Beachville geology

Saturday, December 24, 2011

What on Earth: Volume 7 2011

Residents of the Beachville area should be well aware of the importance of geology in the local economy. The bedrock yields limestone from several nearby quarries, whereas the overlying glacial sediments are the foundation of the arable soils supporting the agricultural industry.

Bedrock

Deep borings and drill holes provide information on what lies below the ground surface. The lowest and oldest rocks are igneous and metamorphic, faulted and folded crystalline rocks of Precambrian age (over 1 billion years old) which can be seen at the surface on the Canadian Shield east of Georgian Bay, but here are over 1000 m below the surface. Most of the depth to these rocks is a sequence of Paleozoic age rocks (Ordovician, Silurian, and Devonian age, 500 to 350 million years ago) consisting of thick layers of sandstone, shale, and limestone. These rocks are the surface bedrock in southern Ontario and include deposits of salt and gypsum and oil and gas. The local quarries provide high quality limestone of Devonian age, which is used in chemical and construction industries to make roads and buildings. Some of these rocks contain various types of fossils such as snails, clams, and corals that show they were deposited in warm shallow seas. No rock between 350 and 2 million years old is known from southern Ontario.

The “drift”

The last 2 million years (the Quaternary Period – the Ice Age) saw the climate cool and fluctuate. The cold times formed great ice sheets that covered most of Canada. The most recent was the Wisconsin Glaciation (120000 to 10000 years ago). What we know of the drift (overburden to quarry operators) is learned from creek banks, pits and quarries and other temporary excavations, as well as borings for water supply and building construction. The chief sediment deposited by glaciers is till, a mixture of glacial debris varying from boulders, gravel, and sand to silt and clay. Because glacial erosion ground up the bedrock over which the ice flowed, our glacial deposits commonly contain 50% lime, which causes our groundwater to be very hard. The economic value of the drift is really enormous, as it is the main source of groundwater, yields sand and gravel for construction, clay for making bricks, is the foundation material on which we build, and is the parent material for the soils on which our crops are grown. All this is facilitated by the fact that the drift is relatively young and soft, so it is easily excavated and cultivated.
As the glaciers advanced and retreated, ice melting formed meltwater streams that eroded valleys and deposited outwash gravel. Where the drainage was dammed by the ice, temporary glacial lakes were formed in which thick beds of clay were deposited. Just as there are the large Great Lakes today, there were even larger lakes in each of the great lake basins, such as the Erie basin to the south. The existence of the Great Lakes basins affected the shape of the ice front as ice, like water, flows downhill, and formed large ice lobes in each of the basins. Beachville, being inland was affected by ice of the Erie lobe flowing from the southeast, and latest by the Huron lobe from the northwest forming the round hills known as drumlins. Being near the margins of these ice masses we describe the area as being interlobate. Meltwaters flowing between the lobes created the early Thames River valley and eroded the drift down to expose the bedrock. Thus, the limestone quarry industry could develop in the floor of the Thames Valley near Beachville.
Notable exposures of the sequence of drift deposits are seen in the quarries at Zorra and Beachville, where it can be seen from the many layers of till and intervening gravel and clay that glacial history was complex, with many ice fluctuations over the past few tens of thousands of years. Near the base of the sequence fossiliferous (plants, molluscs, insects) sediments are under study to learn more about past environments. Since the glaciers left this area about 14000 years ago, the landscape has been weathering to form the agricultural soils and eroding to form the stream valleys.

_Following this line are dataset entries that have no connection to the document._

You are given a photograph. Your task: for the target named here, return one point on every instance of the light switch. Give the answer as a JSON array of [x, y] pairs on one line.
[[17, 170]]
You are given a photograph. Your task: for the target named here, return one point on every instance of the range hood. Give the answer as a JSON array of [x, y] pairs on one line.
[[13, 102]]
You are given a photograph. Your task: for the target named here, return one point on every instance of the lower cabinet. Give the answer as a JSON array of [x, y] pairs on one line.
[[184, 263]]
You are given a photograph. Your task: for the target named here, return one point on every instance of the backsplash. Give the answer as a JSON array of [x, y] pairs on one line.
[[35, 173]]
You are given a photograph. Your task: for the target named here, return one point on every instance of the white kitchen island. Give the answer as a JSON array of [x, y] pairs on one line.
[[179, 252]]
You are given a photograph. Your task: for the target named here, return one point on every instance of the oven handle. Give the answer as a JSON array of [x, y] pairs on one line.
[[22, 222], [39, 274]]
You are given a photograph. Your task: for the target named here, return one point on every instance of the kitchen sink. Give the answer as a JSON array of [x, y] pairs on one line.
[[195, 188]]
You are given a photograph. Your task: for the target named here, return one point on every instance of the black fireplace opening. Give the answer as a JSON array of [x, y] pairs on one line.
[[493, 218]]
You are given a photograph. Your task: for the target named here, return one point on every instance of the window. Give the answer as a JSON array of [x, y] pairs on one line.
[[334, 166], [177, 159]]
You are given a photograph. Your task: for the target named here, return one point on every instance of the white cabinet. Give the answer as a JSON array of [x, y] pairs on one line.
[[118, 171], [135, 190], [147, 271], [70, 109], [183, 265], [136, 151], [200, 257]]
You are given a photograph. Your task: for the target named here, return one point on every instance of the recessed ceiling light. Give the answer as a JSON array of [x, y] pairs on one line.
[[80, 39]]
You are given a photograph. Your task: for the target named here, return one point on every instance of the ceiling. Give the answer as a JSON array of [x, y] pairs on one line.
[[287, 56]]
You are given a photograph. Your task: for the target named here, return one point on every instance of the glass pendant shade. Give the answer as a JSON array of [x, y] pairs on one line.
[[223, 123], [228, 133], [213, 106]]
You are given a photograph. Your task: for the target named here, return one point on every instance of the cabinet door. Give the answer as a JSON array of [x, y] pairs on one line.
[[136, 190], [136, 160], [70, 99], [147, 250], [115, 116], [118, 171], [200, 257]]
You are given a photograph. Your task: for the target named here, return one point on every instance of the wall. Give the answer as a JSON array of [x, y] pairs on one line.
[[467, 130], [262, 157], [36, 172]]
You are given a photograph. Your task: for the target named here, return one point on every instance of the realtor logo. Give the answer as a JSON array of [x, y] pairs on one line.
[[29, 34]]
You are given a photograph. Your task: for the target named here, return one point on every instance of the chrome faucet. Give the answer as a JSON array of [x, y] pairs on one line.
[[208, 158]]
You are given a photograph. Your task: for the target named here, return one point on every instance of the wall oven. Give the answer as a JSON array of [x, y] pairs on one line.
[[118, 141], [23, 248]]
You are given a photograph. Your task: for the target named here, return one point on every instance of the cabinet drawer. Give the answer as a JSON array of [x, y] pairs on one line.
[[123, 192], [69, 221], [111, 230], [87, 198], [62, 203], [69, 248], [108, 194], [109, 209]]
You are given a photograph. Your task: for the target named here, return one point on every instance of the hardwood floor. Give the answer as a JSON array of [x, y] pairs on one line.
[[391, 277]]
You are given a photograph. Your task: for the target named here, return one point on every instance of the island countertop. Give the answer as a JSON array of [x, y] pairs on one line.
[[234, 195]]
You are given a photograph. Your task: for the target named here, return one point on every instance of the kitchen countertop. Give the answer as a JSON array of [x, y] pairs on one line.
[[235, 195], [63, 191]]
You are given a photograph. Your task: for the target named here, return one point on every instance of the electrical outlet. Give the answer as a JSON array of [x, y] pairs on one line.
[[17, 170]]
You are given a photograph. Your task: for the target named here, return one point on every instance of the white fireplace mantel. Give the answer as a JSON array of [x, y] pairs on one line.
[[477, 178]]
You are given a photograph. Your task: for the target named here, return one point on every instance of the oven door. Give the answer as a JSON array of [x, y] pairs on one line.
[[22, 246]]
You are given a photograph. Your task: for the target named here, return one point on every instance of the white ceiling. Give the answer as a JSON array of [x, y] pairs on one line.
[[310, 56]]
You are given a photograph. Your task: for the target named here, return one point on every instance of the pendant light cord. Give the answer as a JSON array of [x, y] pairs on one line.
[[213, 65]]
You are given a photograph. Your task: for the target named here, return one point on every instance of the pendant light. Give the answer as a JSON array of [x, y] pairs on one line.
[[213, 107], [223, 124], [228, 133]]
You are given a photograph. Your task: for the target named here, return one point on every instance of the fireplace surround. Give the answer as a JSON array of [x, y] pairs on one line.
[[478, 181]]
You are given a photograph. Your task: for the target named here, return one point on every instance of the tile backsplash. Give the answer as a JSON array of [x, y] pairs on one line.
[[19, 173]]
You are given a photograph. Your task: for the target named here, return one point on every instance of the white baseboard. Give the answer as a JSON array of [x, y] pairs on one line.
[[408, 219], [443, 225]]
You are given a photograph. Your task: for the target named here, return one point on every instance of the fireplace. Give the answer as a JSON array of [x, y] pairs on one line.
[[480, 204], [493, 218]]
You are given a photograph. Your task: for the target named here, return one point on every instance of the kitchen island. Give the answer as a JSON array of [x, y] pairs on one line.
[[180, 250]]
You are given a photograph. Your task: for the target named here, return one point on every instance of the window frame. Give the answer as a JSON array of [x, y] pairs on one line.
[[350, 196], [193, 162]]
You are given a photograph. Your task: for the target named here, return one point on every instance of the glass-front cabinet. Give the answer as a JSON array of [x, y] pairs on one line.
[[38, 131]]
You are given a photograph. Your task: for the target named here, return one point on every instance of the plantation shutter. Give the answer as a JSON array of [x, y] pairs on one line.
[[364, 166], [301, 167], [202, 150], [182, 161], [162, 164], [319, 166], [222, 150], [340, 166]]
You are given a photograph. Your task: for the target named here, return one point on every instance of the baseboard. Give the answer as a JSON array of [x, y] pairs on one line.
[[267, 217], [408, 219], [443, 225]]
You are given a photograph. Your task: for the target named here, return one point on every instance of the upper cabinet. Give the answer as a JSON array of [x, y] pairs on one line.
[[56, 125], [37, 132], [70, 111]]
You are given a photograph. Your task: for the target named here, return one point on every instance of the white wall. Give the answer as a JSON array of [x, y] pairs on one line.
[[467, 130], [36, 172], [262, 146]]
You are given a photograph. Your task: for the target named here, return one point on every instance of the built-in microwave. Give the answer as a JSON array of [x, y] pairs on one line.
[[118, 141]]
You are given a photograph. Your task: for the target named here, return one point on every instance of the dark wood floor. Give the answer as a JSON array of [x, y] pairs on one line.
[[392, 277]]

References for further in​formation

Chapman, L.J., and Putnam, D.F., 1984.  The physiography of Southern Ontario.  Ontario Geological Survey Special Volume 2, 270p.
Cowan, W.R., 1975. Quaternary geology of the Woodstock area, Southern Ontario. Ontario Division of Mines, Geological Report 119, 91p.
Hewitt, D.F., and Vos, M.A., 1972.  The limestone industries of Ontario.  Ontario Division of Mines Industrial Mineral Report 39, 79p.
Krzyozkowski, D., and Karrow, P.F., 2001. Wisconsinan inter-lobal stratigraphy in three quarries near Woodstock, Ontario. Geographie physique et Quaternaire 55, 3-22.